For the 2025 Genesis Facade Commission, Jeffrey Gibson invites reflection on the interconnected relationships between all living beings and the environment. Drawing from his distinctive style fusing Indigenous worldviews and imagery with abstraction, text, and color, Gibson has created four-large scale figurative sculptures for The Met Fifth Avenue’s exterior.
Titled The Animal That Therefore I Am, the installation transforms the Museum’s neoclassical facade into a dynamic stage for Gibson’s ambitious vision of figural presence and ecological kinship. Each 10-foot bronze sculpture takes the form of a regional animal: a hawk, a squirrel, a coyote, and a deer. Using cast elements such as wood, beads, and cloth to build texture, Gibson embraces a new process that expands his sculptural vocabulary. From these reproduced wood supports emerge referential animal forms, with each sculpture formally fusing the animate and the inanimate. Intricately bold, patinated abstract patterning evokes beadwork and textiles drawn from a range of Indigenous visual languages—motifs that are seamlessly integrated into the sculptures’ surfaces.

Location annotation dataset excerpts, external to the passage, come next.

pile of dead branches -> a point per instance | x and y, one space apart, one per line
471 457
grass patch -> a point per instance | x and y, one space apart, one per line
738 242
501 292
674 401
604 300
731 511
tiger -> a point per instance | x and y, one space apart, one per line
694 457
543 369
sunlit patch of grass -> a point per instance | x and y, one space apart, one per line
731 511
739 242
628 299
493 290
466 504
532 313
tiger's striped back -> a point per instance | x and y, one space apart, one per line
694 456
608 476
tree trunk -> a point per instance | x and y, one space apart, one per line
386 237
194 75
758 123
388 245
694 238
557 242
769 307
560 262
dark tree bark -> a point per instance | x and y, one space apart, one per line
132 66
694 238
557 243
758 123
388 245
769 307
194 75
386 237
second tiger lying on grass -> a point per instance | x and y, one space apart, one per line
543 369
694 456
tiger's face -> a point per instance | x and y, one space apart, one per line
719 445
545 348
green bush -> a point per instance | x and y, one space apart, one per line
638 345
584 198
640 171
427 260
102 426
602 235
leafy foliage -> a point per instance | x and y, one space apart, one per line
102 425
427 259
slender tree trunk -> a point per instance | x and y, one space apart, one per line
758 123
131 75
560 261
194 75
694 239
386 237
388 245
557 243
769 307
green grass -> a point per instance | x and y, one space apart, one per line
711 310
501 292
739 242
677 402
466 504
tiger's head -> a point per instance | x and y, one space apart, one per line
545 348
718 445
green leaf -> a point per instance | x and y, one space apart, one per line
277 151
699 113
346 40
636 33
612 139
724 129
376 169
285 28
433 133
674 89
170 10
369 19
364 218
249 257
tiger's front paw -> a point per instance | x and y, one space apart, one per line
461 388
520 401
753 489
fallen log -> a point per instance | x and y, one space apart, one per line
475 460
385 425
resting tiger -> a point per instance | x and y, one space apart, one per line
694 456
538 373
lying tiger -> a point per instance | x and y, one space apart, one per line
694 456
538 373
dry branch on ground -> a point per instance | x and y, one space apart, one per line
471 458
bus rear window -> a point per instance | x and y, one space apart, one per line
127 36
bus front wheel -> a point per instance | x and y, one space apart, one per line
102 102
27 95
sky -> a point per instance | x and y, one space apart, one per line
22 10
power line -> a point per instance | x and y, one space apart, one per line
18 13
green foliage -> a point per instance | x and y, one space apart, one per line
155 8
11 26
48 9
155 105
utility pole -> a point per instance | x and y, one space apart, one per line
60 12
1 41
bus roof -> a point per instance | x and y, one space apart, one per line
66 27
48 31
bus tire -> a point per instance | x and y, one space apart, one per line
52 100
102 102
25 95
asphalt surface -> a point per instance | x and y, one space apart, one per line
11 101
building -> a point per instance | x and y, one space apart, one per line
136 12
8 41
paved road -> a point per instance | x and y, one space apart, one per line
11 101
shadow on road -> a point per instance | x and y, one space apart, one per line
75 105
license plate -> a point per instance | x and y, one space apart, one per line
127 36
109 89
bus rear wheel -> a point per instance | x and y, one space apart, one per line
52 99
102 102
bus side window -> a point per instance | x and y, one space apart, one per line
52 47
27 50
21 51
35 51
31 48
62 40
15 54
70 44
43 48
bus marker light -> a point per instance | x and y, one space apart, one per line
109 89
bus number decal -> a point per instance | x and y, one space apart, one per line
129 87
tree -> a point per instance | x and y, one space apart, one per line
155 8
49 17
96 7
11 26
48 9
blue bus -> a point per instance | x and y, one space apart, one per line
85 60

The works are inspired by Jacques Derrida’s book The Animal That Therefore I Am, which examines the violence inherent in the human domination of animals—a theme Gibson connects to broader cycles of conflict. By selecting species native to the New York area, he reflects on how these creatures have been forced to adapt to human environments, inviting us to consider what they endure and what they might teach us. Flanking the Museum entrance, the zoomorphic forms remaining in dialogue with the surrounding landscape, from the natural environment of the Hudson River Valley, where Gibson lives and works, to the urban ecology of Central Park encircling The Met.